Les dépenses d’urgence annoncées récemment, qu’il s’agisse d’aider les réfugiés ou les agriculteurs, et dont le montant total est évalué entre 600 millions et 1 milliard, ne sont pas intégrées dans ce budget, ou du moins n’y apparaissent pas lisiblement.
Ce budget est donc mensonger et irresponsable ; il se révèle en outre insoutenable, compte tenu de son absence de perspectives, de son incapacité à engager des réformes de qualité qui puissent sortir notre pays de la crise économique dans laquelle il est plongé depuis trop longtemps.
Selon les prévisions du Gouvernement, le déficit public s’élèvera à 3,8 % du PIB en 2015 et à 3,3 % en 2016. Si l’objectif de 2015 est pratiquement acquis, je vous en donne quitus, monsieur le ministre, celui de 2016 semble difficile à atteindre.
Le déficit du budget de l’État représentera 72 milliards d’euros, contre 73 milliards l’année dernière. La réduction du déficit sera très modeste en 2015 : 3,8 % du PIB contre 3,9 % en 2014.
Notre déficit public reste nettement supérieur à la moyenne de la zone euro, dont je rappelle qu’elle s’établissait à 2,4 % en 2014 et 2,9 % en 2013.
Au regard de l’évolution de la dépense publique, et faute de réformes d’envergure et courageuses, l’objectif pour 2016 est impossible à atteindre.
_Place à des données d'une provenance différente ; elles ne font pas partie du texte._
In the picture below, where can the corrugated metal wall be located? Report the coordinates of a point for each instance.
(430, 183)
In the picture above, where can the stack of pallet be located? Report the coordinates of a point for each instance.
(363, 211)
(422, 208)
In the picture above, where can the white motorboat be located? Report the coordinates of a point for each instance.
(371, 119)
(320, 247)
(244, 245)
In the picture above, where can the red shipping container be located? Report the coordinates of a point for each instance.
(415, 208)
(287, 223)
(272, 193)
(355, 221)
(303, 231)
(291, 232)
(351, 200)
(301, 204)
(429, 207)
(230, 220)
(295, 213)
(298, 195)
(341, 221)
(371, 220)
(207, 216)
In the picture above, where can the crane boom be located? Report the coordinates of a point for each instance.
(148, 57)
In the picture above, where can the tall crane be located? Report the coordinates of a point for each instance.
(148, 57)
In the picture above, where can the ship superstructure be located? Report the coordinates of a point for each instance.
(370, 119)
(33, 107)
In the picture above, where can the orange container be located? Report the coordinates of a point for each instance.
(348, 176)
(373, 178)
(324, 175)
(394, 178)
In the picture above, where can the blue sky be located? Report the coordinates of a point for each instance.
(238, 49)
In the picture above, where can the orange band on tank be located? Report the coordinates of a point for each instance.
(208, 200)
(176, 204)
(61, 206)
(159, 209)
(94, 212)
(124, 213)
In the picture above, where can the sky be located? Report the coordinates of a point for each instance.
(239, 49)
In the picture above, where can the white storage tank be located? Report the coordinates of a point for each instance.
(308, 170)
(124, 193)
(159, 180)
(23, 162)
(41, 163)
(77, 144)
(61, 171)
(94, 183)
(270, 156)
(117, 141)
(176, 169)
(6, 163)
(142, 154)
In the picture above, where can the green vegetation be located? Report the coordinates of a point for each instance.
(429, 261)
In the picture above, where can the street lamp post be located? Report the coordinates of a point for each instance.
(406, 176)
La France reste le malade de l’Europe, comme l’a dit Hervé Mariton. Je ne sais si elle est malade ou mauvaise élève, mais la France a aujourd’hui un problème au sein de l’Europe en raison du niveau de son déficit public.
La réduction du déficit structurel n’est que de 0,4 % en 2015 et de 0,5 % en 2016. Ces chiffres sont problématiques, parce que la France en 2015 sera en dessous du minimum requis par le Pacte de stabilité.
Pour 2016, la France sera encore à la traîne par rapport à l’objectif assigné par nos partenaires européens.
La France s’est pourtant engagée, et c’est un engagement de notre pays dont nous sommes tous comptables, auprès de la Commission européenne à réduire son déficit à 3,8 % du PIB en 2015 et à 3,3 % en 2016.
Le compte n’y est pas, monsieur le ministre. Si par souci de crédibilité, la majorité ne peut revenir sur ces objectifs de déficit public, il ne reste alors que peu de paramètres sur lesquels intervenir dans l’équation budgétaire. Le Gouvernement ne veut pas revenir sur les baisses de charges des entreprises, ce qui me paraît logique, même s’il y a une forte opposition à l’aile gauche du PS.
La solution pourrait passer par des économies supplémentaires, mais lesquelles ? Le Gouvernement doit trouver 5 milliards d’euros supplémentaires pour 2016, afin de respecter son objectif de réduction de la dépense publique. Il vous faut compenser les effets de la faible inflation, d’autant que vos économies sont promises, monsieur le ministre, mais pas toujours réelles.
Même la rapporteure générale l’a admis avec une honnêteté intellectuelle qui l’honore : un quart des économies promises en 2016 n’est pas totalement connu.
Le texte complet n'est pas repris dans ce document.